Skateboard legend-turned-documentary-filmmaker, Stacy Peralta began his directing career with the cult classic 1984 film, "The Bones Brigade Video Show," featuring the skating and antics of the Powell-Peralta skate team that included Tony Hawk, Rodney Mullen, Steve Caballero, Lance Mountain, and Mike McGill. The self-taught filmmaker then spent years producing and directing network television before moving into documentary filmmaking with "Dogtown and Z-Boys," about the birth of extreme skating and the famous Z-Boys team of which Stacy was a part.
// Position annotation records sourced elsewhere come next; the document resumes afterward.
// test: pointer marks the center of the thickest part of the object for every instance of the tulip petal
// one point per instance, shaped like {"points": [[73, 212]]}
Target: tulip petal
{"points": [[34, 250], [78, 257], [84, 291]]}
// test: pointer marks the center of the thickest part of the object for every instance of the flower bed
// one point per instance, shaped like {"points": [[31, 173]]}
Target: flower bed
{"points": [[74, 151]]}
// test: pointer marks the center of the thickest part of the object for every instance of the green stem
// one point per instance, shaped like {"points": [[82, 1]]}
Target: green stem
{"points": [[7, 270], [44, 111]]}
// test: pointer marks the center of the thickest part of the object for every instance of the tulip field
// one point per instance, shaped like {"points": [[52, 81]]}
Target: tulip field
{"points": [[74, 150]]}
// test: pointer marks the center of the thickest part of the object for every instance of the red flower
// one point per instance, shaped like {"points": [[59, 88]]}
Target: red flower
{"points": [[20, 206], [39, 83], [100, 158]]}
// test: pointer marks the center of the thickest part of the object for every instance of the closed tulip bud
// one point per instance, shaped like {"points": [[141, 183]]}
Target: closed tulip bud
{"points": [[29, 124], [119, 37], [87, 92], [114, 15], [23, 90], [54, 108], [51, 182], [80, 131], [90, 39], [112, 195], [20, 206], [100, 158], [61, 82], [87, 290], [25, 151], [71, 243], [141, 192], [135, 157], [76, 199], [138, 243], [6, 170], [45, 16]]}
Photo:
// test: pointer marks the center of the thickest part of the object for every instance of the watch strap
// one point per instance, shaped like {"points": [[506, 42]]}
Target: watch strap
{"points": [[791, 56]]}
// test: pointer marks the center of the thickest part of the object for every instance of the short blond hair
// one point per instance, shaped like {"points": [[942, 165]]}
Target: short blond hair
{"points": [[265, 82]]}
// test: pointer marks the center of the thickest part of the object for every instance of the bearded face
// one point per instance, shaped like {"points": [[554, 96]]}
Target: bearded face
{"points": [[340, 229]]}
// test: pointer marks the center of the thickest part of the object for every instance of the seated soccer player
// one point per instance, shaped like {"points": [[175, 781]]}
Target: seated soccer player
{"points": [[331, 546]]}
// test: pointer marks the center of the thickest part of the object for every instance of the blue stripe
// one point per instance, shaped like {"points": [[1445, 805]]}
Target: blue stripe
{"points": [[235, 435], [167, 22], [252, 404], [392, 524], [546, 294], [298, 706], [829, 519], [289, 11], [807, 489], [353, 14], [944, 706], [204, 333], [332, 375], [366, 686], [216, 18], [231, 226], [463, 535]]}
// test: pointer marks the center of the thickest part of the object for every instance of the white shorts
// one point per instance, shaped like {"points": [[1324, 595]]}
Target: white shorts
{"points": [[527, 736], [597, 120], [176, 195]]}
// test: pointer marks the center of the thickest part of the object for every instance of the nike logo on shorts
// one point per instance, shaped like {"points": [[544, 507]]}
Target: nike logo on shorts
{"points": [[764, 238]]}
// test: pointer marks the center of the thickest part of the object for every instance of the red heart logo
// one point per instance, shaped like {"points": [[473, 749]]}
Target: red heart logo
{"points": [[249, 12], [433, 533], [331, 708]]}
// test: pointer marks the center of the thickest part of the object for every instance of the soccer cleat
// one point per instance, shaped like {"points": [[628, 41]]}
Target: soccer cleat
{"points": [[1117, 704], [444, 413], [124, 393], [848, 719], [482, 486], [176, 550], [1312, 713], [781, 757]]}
The groundbreaking documentary won both the Audience and the Directing Awards at the 2001 Sundance Film Festival.
In 2004, Stacy’s documentary “Riding Giants” about the history and lure of big wave surfing was the first film ever honored as the opening night documentary at Sundance. Featuring Laird Hamilton, Greg Noll, Kelly Slater and others, it’s a celebration of big wave surfing and surf culture during its halcyon days. Next followed Stacy's 2008 documentary, "Crips and Bloods: Made in America.” Another Sundance success, the film examines the history and issues surrounding gang violence and South Los Angeles’ most notorious gangs struggling through a vicious cycle.
Stacy’s latest and fourth Sundance documentary, the long awaited "Bones Brigade: An Autobiography", is a follow up to Dogtown and chronicles the influential skateboarding team he discovered and mentored in the 70s.
When Stacy isn't working on his feature film projects, he can be found directing documentary commercials and short films, practicing cacti horticulture or stand up paddle surfing whenever the waves are great.